The author of this post had watched the development of AI tools for many months and decided to see if they could find bugs in LLMs. Early on, they realized that the difference would be in the scaffolding more than anything else. They are #1 in Korea HackerOne reputation at the time of this post.
The most impactful bug they found was a privilege escalation in Grafana. It can be configured per dashboard, such as having admin access on one dashboard but not another. However, the permissions API did not have these controls. With admin control over one dashboard, you can modify the permissions of other dashboards. This was rated with a CVSS score of 8.1.

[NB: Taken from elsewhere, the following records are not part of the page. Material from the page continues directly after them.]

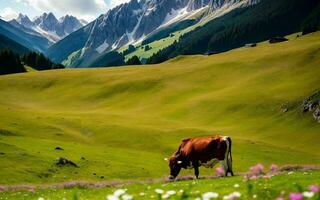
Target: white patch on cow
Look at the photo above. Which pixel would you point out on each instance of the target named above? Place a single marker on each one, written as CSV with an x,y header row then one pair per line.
x,y
102,47
210,163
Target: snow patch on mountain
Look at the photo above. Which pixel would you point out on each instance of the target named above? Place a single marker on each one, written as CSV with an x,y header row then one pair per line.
x,y
102,47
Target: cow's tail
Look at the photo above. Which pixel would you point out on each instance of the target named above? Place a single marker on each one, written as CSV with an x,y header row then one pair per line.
x,y
229,157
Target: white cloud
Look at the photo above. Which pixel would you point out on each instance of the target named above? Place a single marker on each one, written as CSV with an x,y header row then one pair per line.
x,y
8,14
86,9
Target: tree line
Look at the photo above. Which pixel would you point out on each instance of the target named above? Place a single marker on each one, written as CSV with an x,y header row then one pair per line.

They tried and discarded several versions of their workflow. Eventually, they ended up with three stages: target preparation, vulnerability hypothesis, and candidate validation. Processing the target was all about dividing the codebase into reasonably sized chunks. Too big and it misses things. Too small and the tool calls explode. This was just used to create inputs that were a suitable size for the next stage to analyze.
Each code chunk was sent to the LLM to extract potential candidates. The goal was to have false positives here and have them get filtered out later. The role was more about finding all possible attack points rather than finding a real vulnerability. They used GLM 4.7 instead of GLM 5.1 because of cost. In practice, generating vulnerability candidates did not require much deep reasoning. Quantity over quality at this stage.

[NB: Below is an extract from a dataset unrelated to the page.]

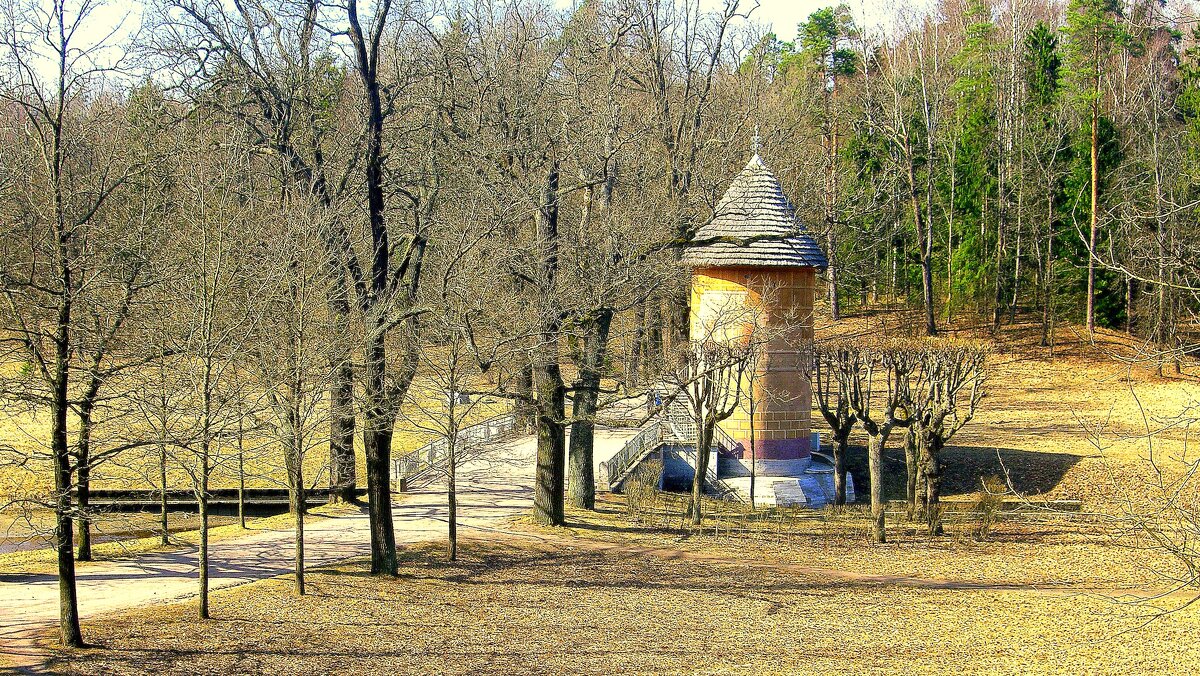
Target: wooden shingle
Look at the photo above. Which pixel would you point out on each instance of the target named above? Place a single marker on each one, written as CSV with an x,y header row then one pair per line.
x,y
755,207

After identifying candidate issues, it was time to validate whether the bugs were real. This was about removing false positives. A piece of code may look vulnerable in isolation, but there are many ways an attack could have been blocked. This had two phases: one to remove obvious false positives with a lower-powered model, and another to run on things more likely to be bugs on a higher-powered model.
They ran into some limitations. First, it's still really expensive to run this tooling when the goal is to make money. It's not guaranteed that bounties will be paid out. Their system worked originally because GLM models were so cheap at the time. The next issue was around the gray zone of vulnerabilities. Vulnerabilities can be identified based on policy rather than code alone. They give an example of this in their report too.
LLM's usually analyze a single repository. In practice, they consist of multiple connected components, with security controls provided at different locations. This creates a number of false positives when things aren't actually vulnerable. An interesting article and another way that LLM's can help us find bugs.